Granular migration data shows that in the year to June 2019, the highest level of departure by region for net interstate migration to Queensland were the ACT (8,539), Darwin (1,247) and Richmond-Tweed (1,192). The highest volumes of net interstate migration by arrival in Queensland were the Gold Coast (7,918), the Sunshine Coast (4,577) and Ipswich (2,874).
These migration patterns speak to a particular strength in demand across south-east Queensland, because it is evidence of a desire to migrate to the region, even before the onset of the pandemic had normalised remote work arrangements for professional and clerical work. This structural change to housing demand may amplify relocation to south-east Queensland in the long term.
Holiday markets tested by border closures
In the short term, growth in dwelling values across the region will continue to be disrupted following the strengthened border restrictions for people travelling from NSW, the ACT and Victoria in July and August.

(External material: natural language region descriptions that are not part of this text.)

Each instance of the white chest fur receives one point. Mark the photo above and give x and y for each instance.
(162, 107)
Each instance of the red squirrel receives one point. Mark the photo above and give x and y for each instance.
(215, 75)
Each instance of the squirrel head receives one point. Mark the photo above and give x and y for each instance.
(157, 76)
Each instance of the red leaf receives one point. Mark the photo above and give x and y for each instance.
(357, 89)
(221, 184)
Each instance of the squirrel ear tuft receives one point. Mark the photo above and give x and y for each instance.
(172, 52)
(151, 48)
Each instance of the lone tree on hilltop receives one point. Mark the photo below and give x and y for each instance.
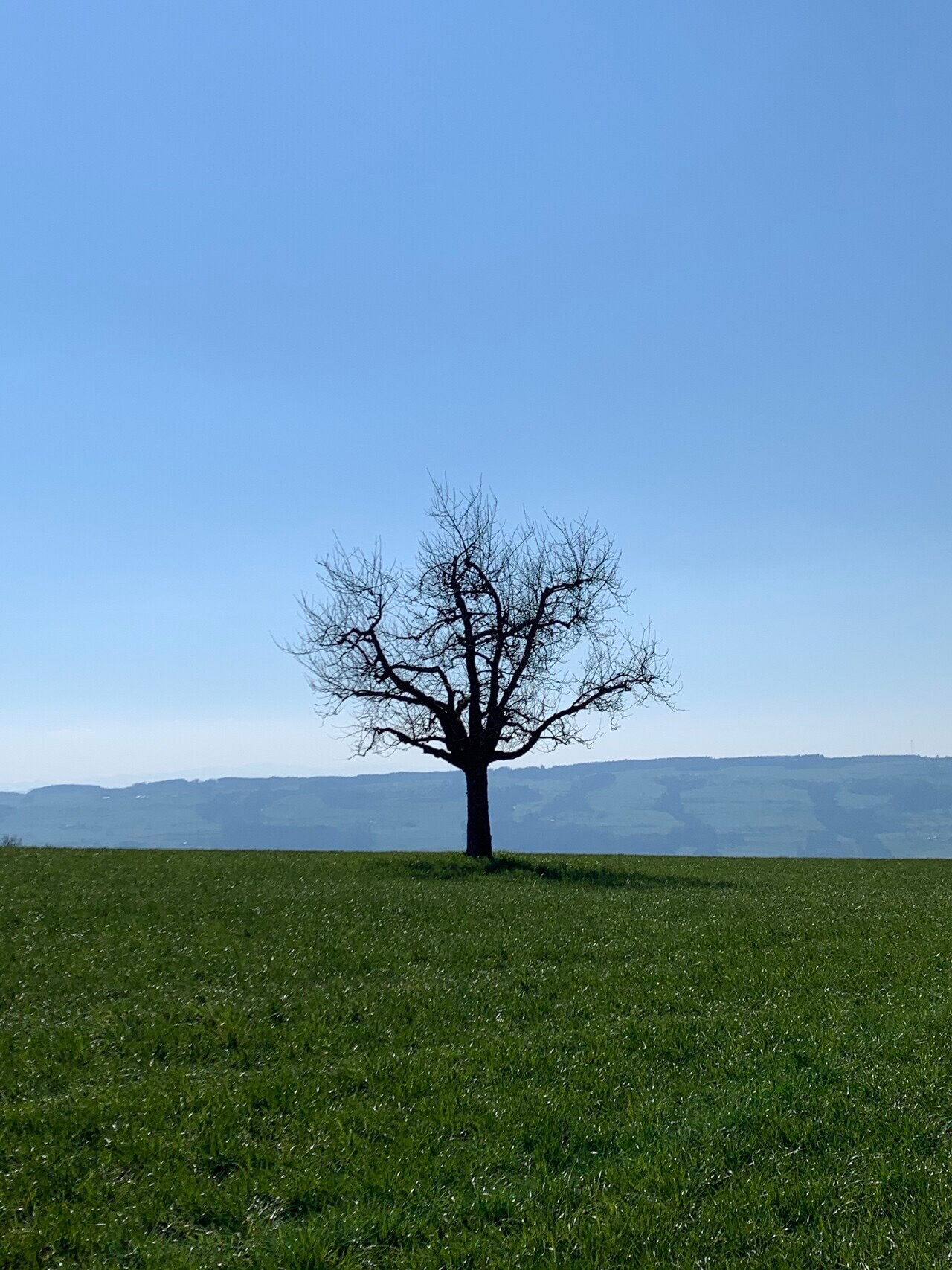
(494, 641)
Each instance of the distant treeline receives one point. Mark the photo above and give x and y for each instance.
(803, 806)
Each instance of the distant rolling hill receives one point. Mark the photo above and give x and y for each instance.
(808, 806)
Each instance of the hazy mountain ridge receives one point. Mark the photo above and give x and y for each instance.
(805, 806)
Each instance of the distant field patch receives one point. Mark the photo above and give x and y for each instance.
(298, 1059)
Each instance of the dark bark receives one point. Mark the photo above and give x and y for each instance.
(479, 836)
(494, 641)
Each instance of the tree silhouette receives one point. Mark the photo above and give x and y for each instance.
(495, 641)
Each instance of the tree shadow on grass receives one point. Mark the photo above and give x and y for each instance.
(461, 867)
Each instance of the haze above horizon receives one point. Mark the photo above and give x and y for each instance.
(687, 269)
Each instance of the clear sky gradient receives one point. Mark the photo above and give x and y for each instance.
(687, 266)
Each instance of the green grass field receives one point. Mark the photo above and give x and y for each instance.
(296, 1061)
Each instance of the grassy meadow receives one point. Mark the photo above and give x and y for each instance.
(321, 1059)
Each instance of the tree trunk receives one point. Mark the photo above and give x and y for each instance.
(479, 837)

The border closures coincide, and in some cases may relate to, a disruption to the recovery in payroll jobs numbers. The Gold Coast has seen the largest decline in payroll jobs of Queensland regions between the 14thof March and the 11thof July. Payroll jobs numbers across the Gold Coast were down 7.1%. This is perhaps unsurprising given that prior to the pandemic, 10.6% of the workforce was employed across accommodation and food services.
Job losses in this sector, combined with vacant holiday dwellings, are putting downward pressure on rents in the region. Rent values across the Gold Coast fell 0.2% in the June quarter.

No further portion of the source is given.